1.1.4 Quelle(s) stratégie(s) pour le modèle de situation ?

La construction d’un modèle de situation cohérent diffère de celle de la base de texte dans la mesure où elle requiert une intégration des informations en cours de traitement à l’ensemble de la représentation mentale préalablement élaborée et stockée en mémoire à long terme (MLT). Tout au long du processus de compréhension, le lecteur est amené à utiliser les informations pertinentes du discours ainsi que les connaissances qu’il a du monde qui ne sont pas actives en MDT. Toutefois, comme la construction de la base de texte, celle d’un modèle de situation est contrainte par les capacités limitées de la MDT et se caractérise alors comme un processus incrémentatif qui consiste à intégrer les informations en cours de traitement à la représentation préalablement construite et aux connaissances du lecteur stockées en MLT. La compréhension d’un texte dépend alors de la facilité et du succès de ce processus classiquement défini sous le terme de processus de mise à jour.

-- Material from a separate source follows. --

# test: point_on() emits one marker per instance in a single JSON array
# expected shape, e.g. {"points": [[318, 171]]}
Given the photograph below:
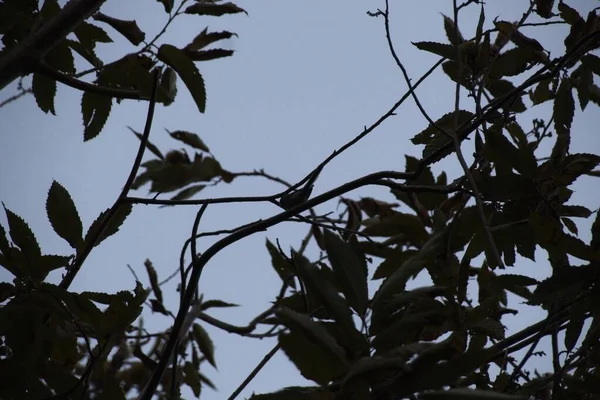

Les modèles de compréhension actuels s’accordent sur l’idée selon laquelle le processus de mise à jour se compose des processus sous-jacents à la construction de la cohérence locale et de la cohérence globale. La cohérence locale implique la création de connexions entre les informations en cours de traitement et celles du contexte qui le précède et est requise à la fois dans la construction de la base de texte et celle du modèle de situation. À l’inverse, la cohérence globale correspond à la construction de connexions entre les nouvelles informations et les éléments pertinents pour la compréhension de celles-ci mais qui ne sont plus actifs en MDT. En d’autres termes, la cohérence globale implique la création de connexions entre des éléments qui sont distants sur la structure de surface d’un texte et est indispensable à l’élaboration d’un modèle de situation cohérent.

Le maintien de la cohérence locale et globale au cours de la lecture a largement été étudié, et engendre une divergence théorique quant à la manière dont les lecteurs établissent la cohérence dans les représentations des textes. Selon les modèles de cohérence linéaires, minimalistes ou locaux (McKoon & Ratcliff, 1992; Kintsch, 1988), les lecteurs sont concernés dans un premier temps par l’établissement de la cohérence locale et tentent donc de relier chaque unité du discours à celle qui précède immédiatement. Toutefois, dans ces modèles, il est tout de même supposé que des connexions sont établies au cours de la lecture entre les informations en cours de traitement et celles stockées en MLT sous des conditions particulières. D’après l’hypothèse minimaliste proposée par McKoon et Ratcliff (1992), les connexions entre les unités non-adjacentes (i.e., connexions globales) d’un texte sont construites lorsque les connexions entre les unités adjacentes (i.e., connexions locales) échouent mais également lorsque les lecteurs accèdent facilement aux informations globales au cours de la lecture. Autrement dit, le lecteur est en mesure d’établir la cohérence globale ainsi que d’intégrer ses connaissances générales aux éléments textuels lorsque ces informations sont disponibles, c’est-à-dire actives en MDT. À l’opposé, les modèles en réseau, maximalistes ou globaux (Glenberg & Langston, 1992; Graesser, & al., 1994 ; Myers & O’brien, 1998; Sanford & Garrod, 1998) émettent l’hypothèse selon laquelle les lecteurs maintiennent à la fois la cohérence locale et la cohérence globale lors de la compréhension, autrement dit que des connexions entre les unités non-adjacentes sont établies même lorsque les connexions locales sont créées avec succès.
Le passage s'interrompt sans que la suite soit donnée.